Today we’re going to look at generating random numbers as a product of its prime factors.
Table of Contents
Prime factored numbers
I came across this one page gem in an algorithms class a while back and I thought it was so cool, especially because it generates numbers uniformly.
As you might know, simulating random numbers on a computer is not actually random - there is a deterministic algorithm under the hood.
Now, it is trivial to run np.random.randint()
in Python to generate a number but in this case we want to know it’s prime factors as well.
One could generate a random number and try to prime factorise it, but it turns out that to be a NP-hard problem, i.e. no polynomial time algorithm is known.
However, there does exist an efficient algorithm to test whether a number is prime.
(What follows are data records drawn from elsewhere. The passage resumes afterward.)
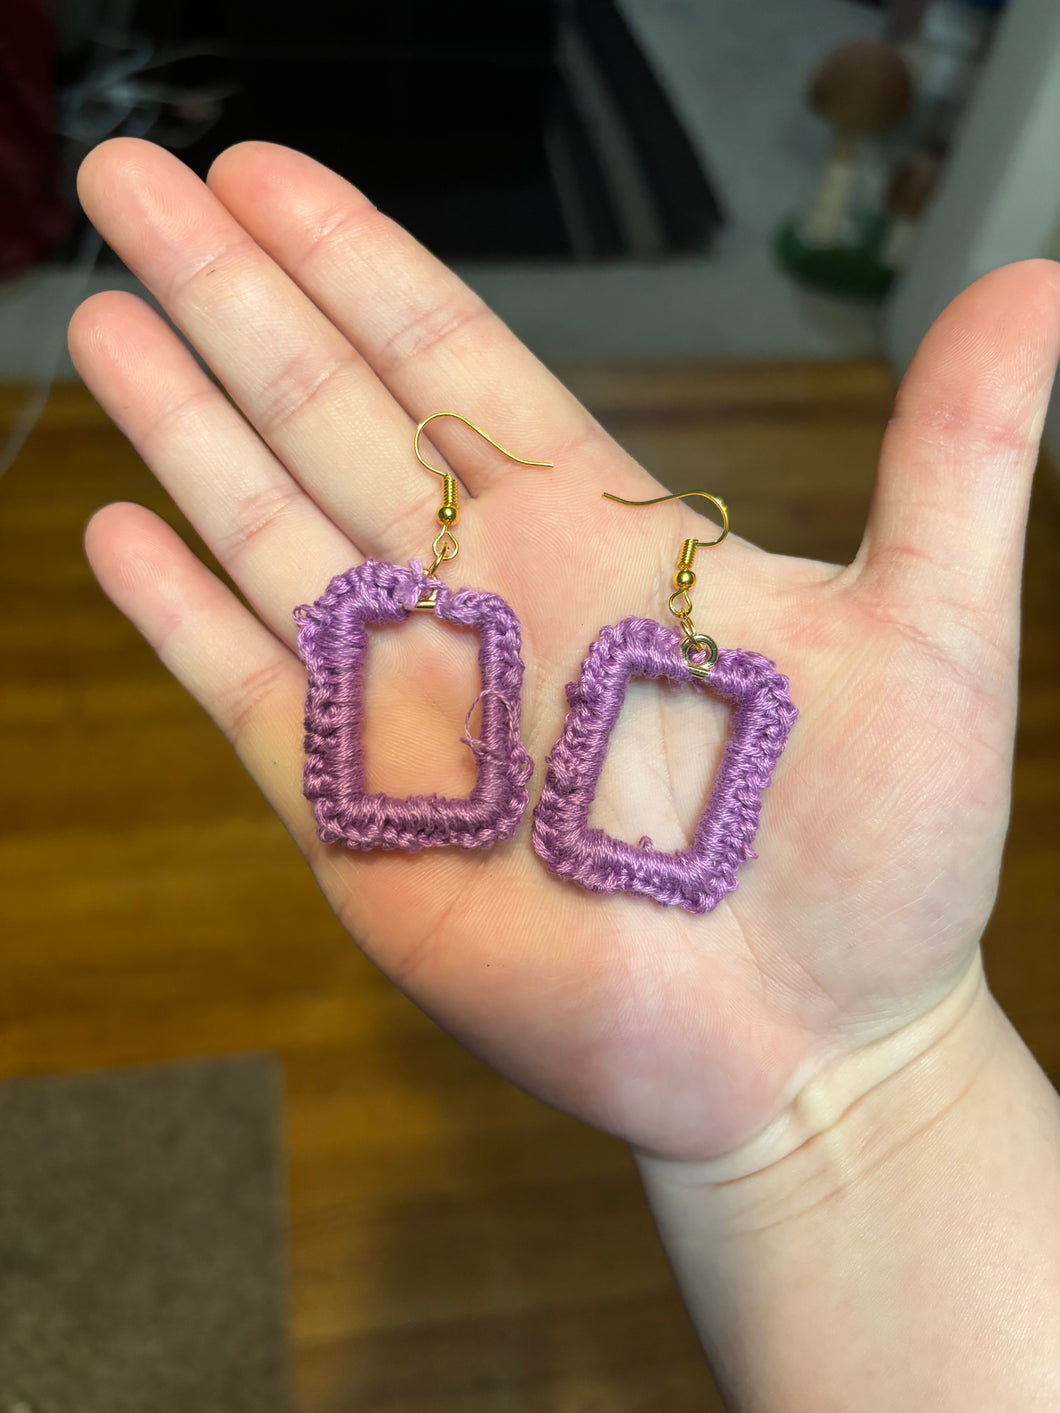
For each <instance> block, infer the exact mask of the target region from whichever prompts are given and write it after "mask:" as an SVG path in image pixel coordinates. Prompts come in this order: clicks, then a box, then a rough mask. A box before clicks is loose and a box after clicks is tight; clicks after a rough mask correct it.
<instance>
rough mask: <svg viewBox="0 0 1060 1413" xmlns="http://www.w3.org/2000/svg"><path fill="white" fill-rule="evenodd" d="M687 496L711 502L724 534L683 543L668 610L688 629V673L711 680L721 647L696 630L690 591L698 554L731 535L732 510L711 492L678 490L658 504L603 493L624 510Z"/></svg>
mask: <svg viewBox="0 0 1060 1413" xmlns="http://www.w3.org/2000/svg"><path fill="white" fill-rule="evenodd" d="M685 496H702V499H704V500H709V502H711V504H712V506H717V509H718V510H719V512H721V534H719V536H718V538H717V540H684V541H683V544H681V551H680V554H678V555H677V571H676V572H674V578H673V585H674V592H673V593H671V595H670V598H669V599H667V608H669V609H670V612H671V613H673V616H674V617H676V619H677V622H678V623H680V625H681V627H683V629H684V639H683V642H681V653H683V654H684V660H685V663H687V664H688V671H690V673H691V674H693V677H707V674H708V673H709V670H711V668H712V667H714V664H715V663H717V661H718V644H717V643H715V642H714V639H712V637H707V634H705V633H697V632H695V626H694V625H693V601H691V598H690V596H688V589H691V588H693V586H694V584H695V574H694V571H693V564H694V562H695V551H697V550H709V548H712V547H714V545H715V544H721V541H722V540H724V538H725V536H726V534H728V533H729V507H728V506H726V504H725V502H724V500H722V499H721V497H719V496H712V495H711V493H709V490H678V492H676V493H674V495H671V496H656V497H654V500H625V499H623V497H622V496H612V495H611V492H609V490H605V492H603V499H605V500H615V502H618V504H620V506H661V504H664V503H666V502H667V500H684V497H685ZM693 653H704V654H705V657H704V661H702V663H693V660H691V654H693Z"/></svg>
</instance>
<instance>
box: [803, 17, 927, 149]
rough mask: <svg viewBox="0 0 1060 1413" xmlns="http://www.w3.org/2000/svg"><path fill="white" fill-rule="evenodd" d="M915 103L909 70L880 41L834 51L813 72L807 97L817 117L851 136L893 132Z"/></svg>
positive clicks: (872, 40)
mask: <svg viewBox="0 0 1060 1413" xmlns="http://www.w3.org/2000/svg"><path fill="white" fill-rule="evenodd" d="M912 102H913V79H912V76H910V72H909V65H907V64H906V61H905V59H903V58H902V55H900V54H899V52H897V49H896V48H895V47H893V44H885V42H883V41H882V40H854V42H852V44H844V45H842V48H840V49H834V51H832V52H831V54H830V55H828V57H827V58H825V59H824V62H823V64H821V65H820V68H818V69H817V72H815V73H814V78H813V83H811V85H810V93H808V103H810V107H811V109H813V110H814V113H818V114H820V116H821V117H823V119H825V122H828V123H831V124H832V127H837V129H838V130H840V131H841V133H847V134H848V136H851V137H862V136H868V134H869V133H882V131H885V130H886V129H888V127H895V126H896V124H897V123H900V122H902V119H903V117H905V116H906V114H907V113H909V109H910V106H912Z"/></svg>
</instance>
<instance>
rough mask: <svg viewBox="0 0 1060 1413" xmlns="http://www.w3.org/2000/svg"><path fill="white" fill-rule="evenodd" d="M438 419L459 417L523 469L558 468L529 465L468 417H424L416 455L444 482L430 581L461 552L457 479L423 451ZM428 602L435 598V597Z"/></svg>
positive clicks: (442, 491) (427, 607)
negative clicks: (431, 431) (424, 433)
mask: <svg viewBox="0 0 1060 1413" xmlns="http://www.w3.org/2000/svg"><path fill="white" fill-rule="evenodd" d="M438 417H455V418H457V421H458V422H464V425H465V427H471V430H472V431H473V432H478V434H479V437H482V439H483V441H488V442H489V445H490V447H493V448H496V451H499V452H500V455H502V456H507V459H509V461H517V462H519V465H520V466H553V465H554V463H553V462H551V461H526V459H524V458H523V456H516V454H514V452H513V451H507V449H506V448H505V447H502V445H500V442H495V441H493V438H492V437H490V435H489V432H483V430H482V428H481V427H478V425H476V424H475V422H472V421H469V420H468V418H466V417H461V414H459V413H431V415H430V417H424V420H423V421H421V422H420V425H418V427H417V428H416V437H414V438H413V451H414V452H416V459H417V461H418V462H420V465H421V466H424V468H425V469H427V471H430V472H432V473H434V475H435V476H441V479H442V503H441V504H440V506H438V523H440V524H441V530H440V531H438V534H437V536H435V540H434V544H432V545H431V550H432V551H434V562H432V564H431V567H430V569H428V571H427V578H428V579H430V578H431V577H432V575H434V574H435V572H437V569H438V565H440V564H444V562H445V561H447V560H455V558H457V555H458V554H459V548H461V547H459V543H458V541H457V537H455V536H454V533H452V526H455V524H457V520H458V519H459V510H458V506H457V478H455V476H454V475H452V473H451V472H448V471H442V469H441V468H440V466H432V465H431V463H430V461H427V459H425V458H424V454H423V452H421V451H420V437H421V435H423V430H424V427H427V424H428V422H432V421H435V418H438ZM428 598H432V595H431V596H428ZM420 606H421V605H417V608H420ZM432 606H434V605H432V603H431V602H428V601H424V603H423V608H432Z"/></svg>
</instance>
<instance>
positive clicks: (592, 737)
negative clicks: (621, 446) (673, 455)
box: [533, 490, 799, 913]
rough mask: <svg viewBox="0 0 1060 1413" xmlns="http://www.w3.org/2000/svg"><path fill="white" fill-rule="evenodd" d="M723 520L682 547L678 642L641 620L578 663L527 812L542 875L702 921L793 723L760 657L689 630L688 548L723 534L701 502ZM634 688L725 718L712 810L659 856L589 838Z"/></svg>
mask: <svg viewBox="0 0 1060 1413" xmlns="http://www.w3.org/2000/svg"><path fill="white" fill-rule="evenodd" d="M681 495H685V496H705V499H707V500H709V502H712V503H714V504H715V506H717V507H718V510H719V512H721V517H722V530H721V534H719V536H718V538H717V540H685V541H684V544H683V545H681V554H680V557H678V561H677V572H676V574H674V579H673V584H674V592H673V593H671V595H670V601H669V606H670V612H671V613H673V615H674V617H676V619H677V620H678V623H680V625H681V629H683V634H684V636H681V634H678V633H674V632H673V630H671V629H669V627H666V626H664V625H661V623H654V622H652V620H650V619H639V617H628V619H623V620H622V623H615V625H611V626H609V627H605V629H602V630H601V634H599V637H598V639H596V642H595V643H594V644H592V647H591V649H589V651H588V654H587V657H585V661H584V663H582V668H581V677H579V678H578V681H577V682H572V684H571V685H570V687H568V688H567V699H568V702H570V711H568V714H567V721H565V723H564V728H563V735H561V736H560V739H558V742H557V743H555V746H554V747H553V752H551V755H550V757H548V774H547V777H546V783H544V790H543V793H541V798H540V801H538V804H537V808H536V810H534V828H533V846H534V851H536V852H537V855H538V856H540V858H541V859H543V862H544V865H546V868H547V869H550V872H553V873H557V875H558V876H560V877H565V879H571V880H572V882H574V883H579V885H581V886H582V887H585V889H591V890H592V892H596V893H642V894H644V896H646V897H653V899H654V900H656V901H657V903H667V904H677V906H678V907H683V909H685V910H687V911H688V913H707V911H709V910H711V909H712V907H717V904H718V903H719V901H721V900H722V897H725V894H726V893H731V892H732V890H734V889H735V887H736V869H738V868H739V865H741V863H743V862H745V861H746V859H752V858H755V851H753V849H752V842H753V839H755V834H756V831H758V824H759V814H760V808H762V791H763V790H765V788H766V786H767V784H769V780H770V777H772V773H773V767H775V764H776V762H777V759H779V757H780V753H782V750H783V749H784V743H786V740H787V733H789V732H790V729H791V725H793V723H794V719H796V716H797V715H799V712H797V711H796V708H794V706H793V704H791V697H790V694H789V684H787V678H786V677H782V675H780V673H777V670H776V666H775V664H773V663H770V661H769V658H766V657H762V656H760V654H759V653H749V651H745V650H743V649H734V650H726V649H718V644H717V643H715V642H714V640H712V639H709V637H707V634H705V633H697V632H695V627H694V626H693V619H691V612H693V603H691V599H690V596H688V591H690V589H691V588H693V585H694V584H695V574H694V572H693V561H694V558H695V551H697V550H698V548H707V547H709V545H715V544H721V541H722V540H724V538H725V536H726V534H728V533H729V513H728V509H726V506H725V503H724V502H722V500H719V499H718V497H717V496H711V495H708V493H707V492H705V490H687V492H683V493H681ZM605 499H606V500H618V502H619V504H623V506H657V504H660V503H661V502H664V500H680V499H681V496H680V495H678V496H659V497H657V499H654V500H622V497H620V496H612V495H606V492H605ZM632 677H657V678H666V680H667V681H671V682H676V684H678V685H685V684H691V685H693V687H697V688H700V690H702V688H704V687H707V688H709V691H712V692H715V694H717V695H718V697H721V698H722V699H724V701H726V702H731V704H732V705H734V706H735V712H734V716H732V723H731V731H729V739H728V743H726V746H725V753H724V757H722V762H721V766H719V769H718V773H717V777H715V781H714V788H712V791H711V798H709V801H708V804H707V808H705V810H704V812H702V817H701V818H700V822H698V824H697V827H695V832H694V835H693V842H691V845H690V846H688V848H687V849H681V851H678V852H676V853H664V852H661V851H659V849H656V848H654V846H653V845H652V841H650V839H643V841H642V842H640V845H639V846H635V845H632V844H625V842H622V841H620V839H615V838H612V836H611V835H609V834H605V832H603V831H602V829H591V828H589V824H588V820H589V810H591V807H592V797H594V794H595V793H596V784H598V783H599V774H601V770H602V769H603V757H605V756H606V753H608V740H609V739H611V732H612V731H613V728H615V722H616V721H618V718H619V712H620V709H622V699H623V697H625V694H626V687H628V685H629V681H630V678H632Z"/></svg>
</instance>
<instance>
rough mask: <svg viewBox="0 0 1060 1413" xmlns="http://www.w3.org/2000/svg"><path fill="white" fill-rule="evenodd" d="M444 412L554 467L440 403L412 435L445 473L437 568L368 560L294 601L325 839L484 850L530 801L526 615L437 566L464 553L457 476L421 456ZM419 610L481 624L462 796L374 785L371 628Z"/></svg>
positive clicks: (313, 763) (494, 595)
mask: <svg viewBox="0 0 1060 1413" xmlns="http://www.w3.org/2000/svg"><path fill="white" fill-rule="evenodd" d="M438 417H455V418H457V421H461V422H464V424H465V425H466V427H471V428H472V431H476V432H478V434H479V437H483V438H485V439H486V441H488V442H489V444H490V447H496V449H497V451H499V452H503V455H505V456H507V458H509V459H510V461H517V462H519V463H520V465H523V466H551V462H548V461H523V458H522V456H516V455H513V454H512V452H510V451H505V448H503V447H499V445H497V442H495V441H493V438H492V437H488V435H486V432H483V431H482V428H481V427H476V425H475V422H469V421H468V418H466V417H461V414H459V413H431V415H430V417H424V420H423V421H421V422H420V425H418V427H417V428H416V438H414V442H413V448H414V451H416V456H417V459H418V462H420V465H421V466H425V468H427V471H431V472H434V475H435V476H441V478H442V503H441V506H440V507H438V523H440V524H441V530H440V533H438V536H437V537H435V540H434V544H432V547H431V548H432V551H434V560H432V562H431V565H430V568H428V569H425V571H424V568H423V565H421V562H420V561H418V560H413V561H411V562H410V564H408V567H407V568H404V567H401V565H397V564H383V562H377V561H373V560H367V561H366V562H365V564H362V565H358V567H356V568H353V569H348V571H346V572H345V574H341V575H338V578H335V579H332V581H331V584H329V585H328V589H326V592H325V593H322V595H321V598H319V599H317V602H315V603H314V605H311V606H302V608H300V609H295V615H294V616H295V620H297V622H298V625H300V629H298V651H300V654H301V657H302V661H304V663H305V667H307V668H308V691H307V698H305V776H304V790H305V797H307V800H310V801H311V803H312V808H314V814H315V817H317V828H318V834H319V836H321V839H322V841H324V842H325V844H345V845H346V848H351V849H425V848H438V846H444V845H459V846H461V848H464V849H475V848H481V846H485V845H490V844H496V842H497V841H499V839H510V838H512V835H513V834H514V831H516V827H517V824H519V821H520V820H522V818H523V814H524V811H526V807H527V804H529V796H527V790H526V784H527V780H529V779H530V773H531V770H533V762H531V759H530V756H529V755H527V753H526V750H524V747H523V742H522V739H520V735H519V722H520V691H522V685H523V660H522V657H520V654H519V649H520V634H519V620H517V619H516V616H514V613H513V612H512V609H510V608H509V605H507V603H506V602H505V601H503V599H502V598H500V596H499V595H497V593H485V592H481V591H476V589H462V591H459V592H454V591H452V589H449V588H448V586H447V585H445V584H442V582H441V581H440V579H438V578H437V577H435V575H437V571H438V568H440V567H441V565H442V564H445V562H447V561H448V560H454V558H455V557H457V554H458V552H459V544H458V543H457V538H455V537H454V534H452V527H454V526H455V524H457V480H455V478H454V476H451V475H449V472H447V471H440V469H438V468H437V466H431V463H430V462H428V461H424V458H423V454H421V451H420V437H421V434H423V430H424V427H427V424H428V422H432V421H434V420H435V418H438ZM417 610H421V612H425V613H434V616H435V617H437V619H441V620H442V622H445V623H459V625H465V626H468V627H473V629H478V634H479V671H481V677H482V690H481V692H479V697H478V698H476V701H479V702H481V704H482V723H481V728H479V739H478V740H472V739H469V738H466V736H465V738H464V739H465V743H466V745H468V746H471V750H472V753H473V756H475V762H476V764H478V779H476V781H475V788H473V790H472V791H471V794H469V796H468V797H466V798H464V800H448V798H440V797H438V796H411V797H410V798H407V800H396V798H393V797H391V796H386V794H369V793H367V790H366V788H365V753H363V745H362V740H360V726H362V722H363V715H365V699H363V673H365V657H366V653H367V627H369V625H373V623H379V625H382V623H400V622H403V620H404V619H407V617H408V615H410V613H413V612H417ZM472 709H473V704H472ZM468 716H471V712H468Z"/></svg>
Take care to note the difference.
We cannot generate a number and then factorise it in a reasonable time, so instead we will generate numbers, test their primality and take product of the ones that are prime to achieve our goal.
Let’s look at the algorithm. It is deceptively simple.
The algorithm
Let $N$ be the upper bound positive integer from which to sample random numbers $s_{i} \in \mathbb{N^{+}}$.
For each iteration:
-
Generate a random sequence $s_{i}, i = 1, 2, … k$ starting with $s_{i} \in \left\{1, 2, …, N \right\}$, continuing with $s_{i+1} \in \left\{1, 2, …, s_{i} \right\}$ until we sample $s_{k} = 1$.
-
We take the product of primes $s^{*} = \prod_{s \in S_{G}}s_{i}$, where $S_{G} \subseteq S$ is the subset of generated prime numbers.
-
Output $s^{*}$ with probability $\frac{s^{*}}{N}$ if $s^{*} \leq N$.
Notice that $N \geq s_{1} \geq s_{2} \cdots \geq s_{k} = 1$.
Probabilistic justification
Each prime $s_{i}$ can be chosen with probability $\frac{1}{s_{i}}$. This is because once you “miss” that number, you can never go back to it again.
Suppose you now filter out the chosen numbers to only include primes, $p$. Since we’re multiplying them together and their probabilities are independent, the probability of generating $r$ is
\[\begin{align} \frac{1}{s^*} & = \frac{1}{p_{1}}\cdot\frac{1}{p_{2}}\cdot\dots\cdot\frac{1}{p_{k}} \end{align}\]Since we are rejecting with $\frac{s^{*}}{N}$ it should be pretty clear why its uniform sampling - notice that we reject anything larger than $N$!
Time complexity
To understand the time complexity, we look at 2 components. First we need to test each $s_{i}$ for primality. Then we need to know how often this algorithm is going to restart.
Suppose we somehow ended up choosing every number in the sequence, then the probability of choosing each number for the first time is $\frac{1}{s_{i}}$. Hence the number of primality tests needed is
\[\begin{align} O(\log N) & = 1 + \frac{1}{2} + \frac{1}{3} + ... + \frac{1}{N} \end{align}\]Now, we look at the expected number of restarts. The probability of accepting one of the numbers $\leq N$ is
\[\begin{align} P\left[\text{accept} \;|\; s^{*}\right] & = \left(\frac{s^{*}}{N}\right)\left(\frac{1}{s^{*}}\right)\prod_{s\in S_{G}}{\left(1-\frac{1}{s_{i}}\right)} \\ & = \frac{1}{N}\prod_{s\in S_{G}}{\left(1-\frac{1}{s_{i}}\right)} \\ \end{align}\]Since we can accept any number from $1$ to $N$, the probability of accepting is then $\prod_{s\in S_{G}}{\left(1-\frac{1}{s_{i}}\right)}$
It turns out that the expected number of rejections (and therefore restarts) is
\[\begin{align} E\left[\text{# of rejections}\right] & = \frac{1}{\prod_{s\in S_{G}}{\left(1-\frac{1}{s_{i}}\right)}} \\\\ & = O(\log N) \end{align}\]Hence the running time is
\[O(\log^{2}N\cdot\text{primality test})\]Since we’re assuming that the primality test can be executed in polynomial time, we are done.
Aftermath
I stumbled across the Prime Number Theorem (PNT) which describes the distribution of prime numbers asymptotically as $N$ approaches infinity.
I found this Khan academy video intuitive for understanding the PNT.
Now I’m curious as to how np.random.randint()
is implemented =). That might a discussion for another post.